Alright I must be retarded. I've removed and reapplied the thermal paste, making sure it's about the same amount as a piece of rice, about 6 times now and every time I get a different temp which is never lower than 50 C. I also took 2 small fans out of an old computer and added them to this one. I'm pretty sure the amount of Artic Silver is correct but I just can't get my temps to stay below 50 C. Right now I'm showing my CPU at 55 C. Is there anything other than the thermal paste that could be causing this problem? I've got 6 fans in there now, I'd imagine the temp would at least be a little lower than it was before I put the extra 2 fans in.


----------



## Tumbleweed36 (May 14, 2005)

Where are the fans and which direction are they blowing. Also, are you getting any problems now? Could still be a bad sensor.


----------



## steelystan (Jan 29, 2008)

I put the new fans in the front pulling air in. I'm not having any problems that I can tell but I'm using three different programs (SensorsView Pro, SpeedFan, and Harware Sensors Monitor) and their all showing a different temp. They aren't too far apart but SensorsView shows 38 C, Harware Sensors Monitor is showing 46 C, and SpeedFan is showing 47 C.


----------



## Tumbleweed36 (May 14, 2005)

My guess is that your sensors are messed up in the motherboard which is quite common.
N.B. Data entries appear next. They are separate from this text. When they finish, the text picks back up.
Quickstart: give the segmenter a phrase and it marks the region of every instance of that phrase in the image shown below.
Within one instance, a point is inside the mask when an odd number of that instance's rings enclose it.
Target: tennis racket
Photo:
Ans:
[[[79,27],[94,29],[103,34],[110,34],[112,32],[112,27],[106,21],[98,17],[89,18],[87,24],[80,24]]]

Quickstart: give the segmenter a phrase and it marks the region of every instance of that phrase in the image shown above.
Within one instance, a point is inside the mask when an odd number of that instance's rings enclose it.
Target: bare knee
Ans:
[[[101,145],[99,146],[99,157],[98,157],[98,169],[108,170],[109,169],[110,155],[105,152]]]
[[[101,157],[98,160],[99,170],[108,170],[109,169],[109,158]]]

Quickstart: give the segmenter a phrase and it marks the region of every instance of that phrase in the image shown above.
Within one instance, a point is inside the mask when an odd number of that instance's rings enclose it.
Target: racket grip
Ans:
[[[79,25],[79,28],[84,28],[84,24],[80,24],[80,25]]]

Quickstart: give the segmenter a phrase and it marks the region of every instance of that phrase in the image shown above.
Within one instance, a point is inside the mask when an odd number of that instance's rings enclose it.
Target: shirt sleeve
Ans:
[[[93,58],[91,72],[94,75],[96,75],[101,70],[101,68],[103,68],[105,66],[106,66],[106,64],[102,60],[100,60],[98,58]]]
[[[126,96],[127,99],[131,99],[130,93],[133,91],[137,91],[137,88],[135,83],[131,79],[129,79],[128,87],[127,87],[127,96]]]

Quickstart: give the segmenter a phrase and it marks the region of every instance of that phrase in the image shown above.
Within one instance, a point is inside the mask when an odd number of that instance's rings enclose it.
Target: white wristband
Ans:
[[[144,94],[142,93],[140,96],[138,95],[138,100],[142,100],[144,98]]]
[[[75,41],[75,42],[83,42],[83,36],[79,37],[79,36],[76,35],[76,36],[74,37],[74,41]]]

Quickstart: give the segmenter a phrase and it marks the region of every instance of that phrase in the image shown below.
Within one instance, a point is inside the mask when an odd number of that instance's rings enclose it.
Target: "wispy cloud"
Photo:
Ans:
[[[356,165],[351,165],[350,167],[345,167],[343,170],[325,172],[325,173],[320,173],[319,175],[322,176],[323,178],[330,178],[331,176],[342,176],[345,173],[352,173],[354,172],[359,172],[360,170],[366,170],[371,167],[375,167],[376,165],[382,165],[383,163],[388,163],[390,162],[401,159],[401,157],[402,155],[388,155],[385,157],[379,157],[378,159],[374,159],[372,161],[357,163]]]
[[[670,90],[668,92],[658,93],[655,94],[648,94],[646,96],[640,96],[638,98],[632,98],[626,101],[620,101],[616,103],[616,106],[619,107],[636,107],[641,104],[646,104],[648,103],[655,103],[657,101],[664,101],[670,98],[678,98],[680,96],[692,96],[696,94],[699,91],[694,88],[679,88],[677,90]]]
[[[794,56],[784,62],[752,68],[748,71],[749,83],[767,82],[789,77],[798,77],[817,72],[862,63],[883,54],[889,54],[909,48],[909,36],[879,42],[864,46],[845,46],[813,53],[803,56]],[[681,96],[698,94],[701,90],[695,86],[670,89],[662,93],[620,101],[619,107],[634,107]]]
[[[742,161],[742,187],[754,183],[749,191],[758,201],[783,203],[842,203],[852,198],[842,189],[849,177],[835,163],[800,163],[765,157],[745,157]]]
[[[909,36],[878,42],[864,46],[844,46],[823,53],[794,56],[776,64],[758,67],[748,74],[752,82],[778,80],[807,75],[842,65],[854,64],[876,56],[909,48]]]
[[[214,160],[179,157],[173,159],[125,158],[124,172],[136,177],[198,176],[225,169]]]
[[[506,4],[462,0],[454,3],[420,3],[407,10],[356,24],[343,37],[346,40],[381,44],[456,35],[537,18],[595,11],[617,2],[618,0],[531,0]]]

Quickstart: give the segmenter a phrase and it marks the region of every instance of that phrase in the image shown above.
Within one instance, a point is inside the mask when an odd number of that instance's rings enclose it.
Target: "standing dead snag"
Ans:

Use the rig and don't worry about it unless it begins to shut down or cause other problems.


----------



## steelystan (Jan 29, 2008)

Alright I'll do that. Maybe I should stick a thermometer under my CPU's arm pit?

Thanks a million Tumbleweed36 and 1 g0t 0wn3d, you guys are awesome.


----------



## Tumbleweed36 (May 14, 2005)

You are most welcome. Might be a good idea to report back after a week or so to tell us if everything is going well...which we hope it is. Don't forget to stick around and enjoy the forum. Have a great evening.


----------



## steelystan (Jan 29, 2008)

Will do. I ordered a Zalman 9700 NT which should be here on Tuesday. If that doesn't help at least it will look cool. Right now SpeedFan is showing my CPU @ 45 C. I was able to run Portal at max setting with great framerate and no problems at all. The CPU temp goes up to around 56 C but I don't notice anything going wrong.


----------



## 1 g0t 0wn3d (Jan 31, 2007)

that sounds good.


----------